If you tend to brood and your family and friends claim you're neurotic, you may also be a creative genius, says a new paper published in Trends in Cognitive Sciences.
While many geniuses, such as Vincent van Gogh, Edgar Allen Poe, and Virginia Wolfe have left legacies that make them household names, they led miserable, tortured lives.
Why do creativity and genius seem to go hand-in-hand?

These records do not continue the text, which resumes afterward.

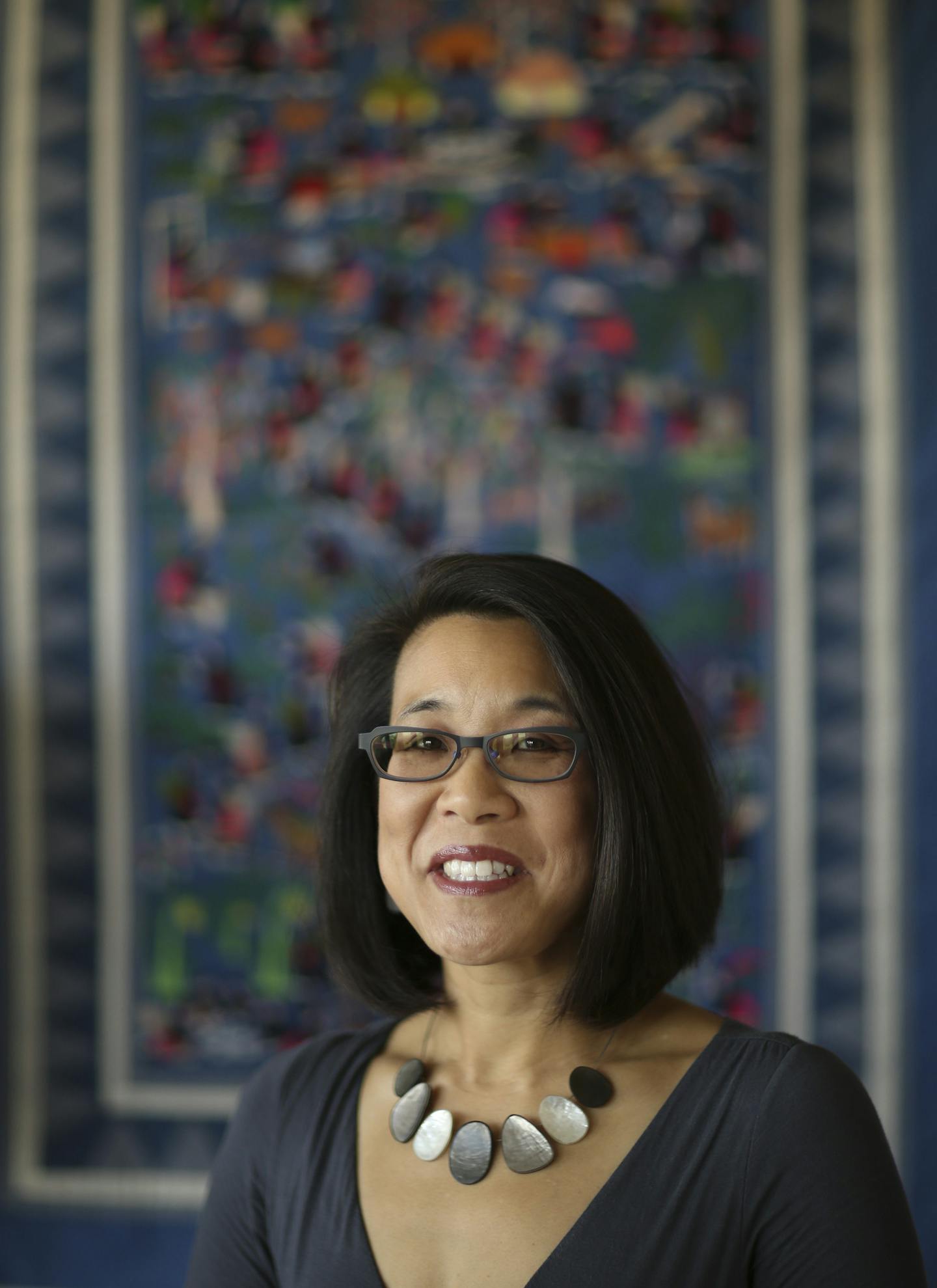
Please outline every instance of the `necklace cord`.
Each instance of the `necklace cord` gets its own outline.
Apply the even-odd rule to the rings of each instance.
[[[420,1060],[423,1064],[426,1064],[426,1048],[430,1045],[430,1033],[432,1032],[432,1025],[436,1023],[436,1015],[438,1014],[439,1014],[439,1009],[434,1006],[432,1007],[432,1014],[430,1015],[430,1021],[426,1025],[426,1032],[423,1033],[423,1045],[422,1045],[422,1047],[420,1050]],[[611,1030],[611,1033],[609,1033],[608,1038],[605,1039],[605,1046],[602,1047],[602,1050],[596,1056],[596,1064],[598,1064],[598,1061],[602,1059],[602,1056],[605,1055],[605,1052],[609,1050],[609,1046],[611,1045],[611,1039],[614,1038],[614,1036],[618,1033],[618,1030],[620,1028],[622,1028],[622,1024],[619,1023],[619,1024],[617,1024],[614,1027],[614,1029]]]

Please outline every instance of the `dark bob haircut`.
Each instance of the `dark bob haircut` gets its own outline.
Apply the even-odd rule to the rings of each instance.
[[[378,779],[358,734],[390,721],[404,644],[449,613],[529,622],[588,734],[595,878],[552,1019],[620,1023],[714,939],[725,802],[692,696],[662,648],[610,590],[541,555],[429,559],[340,654],[320,813],[319,911],[332,975],[386,1015],[445,1005],[439,957],[387,908],[377,868]]]

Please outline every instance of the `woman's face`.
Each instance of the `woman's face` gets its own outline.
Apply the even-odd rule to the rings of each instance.
[[[526,725],[579,728],[532,626],[463,614],[430,622],[407,641],[389,723],[469,737]],[[525,783],[503,778],[472,747],[434,782],[378,781],[381,880],[447,961],[485,965],[571,951],[564,935],[592,885],[595,809],[587,753],[569,778]],[[431,868],[438,851],[453,845],[507,850],[517,857],[520,878],[497,893],[448,890]]]

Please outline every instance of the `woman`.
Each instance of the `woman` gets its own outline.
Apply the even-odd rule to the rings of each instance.
[[[188,1288],[923,1288],[856,1075],[664,992],[713,940],[723,811],[615,595],[432,559],[331,716],[326,948],[387,1018],[245,1088]]]

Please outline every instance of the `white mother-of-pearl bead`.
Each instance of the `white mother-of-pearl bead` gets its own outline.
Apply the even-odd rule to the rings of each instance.
[[[452,1136],[452,1114],[448,1109],[434,1109],[420,1123],[413,1137],[413,1153],[425,1163],[439,1158]]]
[[[589,1130],[586,1114],[566,1096],[544,1096],[541,1100],[541,1122],[561,1145],[574,1145]]]

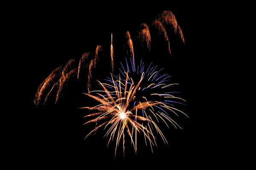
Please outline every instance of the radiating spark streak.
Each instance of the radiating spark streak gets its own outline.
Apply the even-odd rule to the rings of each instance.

Psychologists at King's College London may know the answer.
They believe that the part of the brain responsible for original thought (creativity) is also highly active in neuroticism, a fundamental personality trait that is characterized by a negative emotional state that includes fear, anxiety, moodiness, frustration, and loneliness.
People who score high on neuroticism in personality tests tend to have negative thoughts and feelings of all types, and they are more likely to experience psychiatric disorders.
In the 1970s, British psychologist Jeffrey Gray proposed that such individuals have a heightened sensitivity to threat after observing how anti-anxiety drugs reduced the sensitivity of rodents to cues of punishment, and also helped to relax and liven up psychiatric patients.
"Gray had a useful and logical theory, but the problem is that it doesn't account for the full spectrum of neuroticism — it's pretty difficult to explain neuroticism in terms of magnified threat perception because high scorers often feel unhappy in situations where there is no threat at all," says paper lead author Adam Perkins, a personality researcher at King's College London.
"The second problem is, there's literature showing neuroticism scores are positively correlated with creativity; and so why should having a magnified view of threat objects make you good at coming up with new ideas?"
Perkins' new theory came after seeing MRI brain scans of people who had spontaneous negative thoughts, a key characteristic of neuroticism.
The scans showed greater activity in the medial prefrontal cortex of the brain, the area that is associated with conscious perception of threat and also with creativity.
Perkins realized that differences in some people of the activity of these brain circuits that govern self-generated thought (creativity) could be an explanation for neuroticism.
The increased activity causes the tendency to switch to "panic" mode sooner than average people, which means "a person can experience intense negative emotions even when there's no threat present," says Perkins.
"This could mean that for specific neural reasons, high scorers on neuroticism have a highly active imagination, which acts as a built-in threat generator."
It's two sides of the same coin: The same area of the brain that's responsible for the negative aspects of neuroticism is also responsible for the spark of creative genius that can occur in people who are neurotic.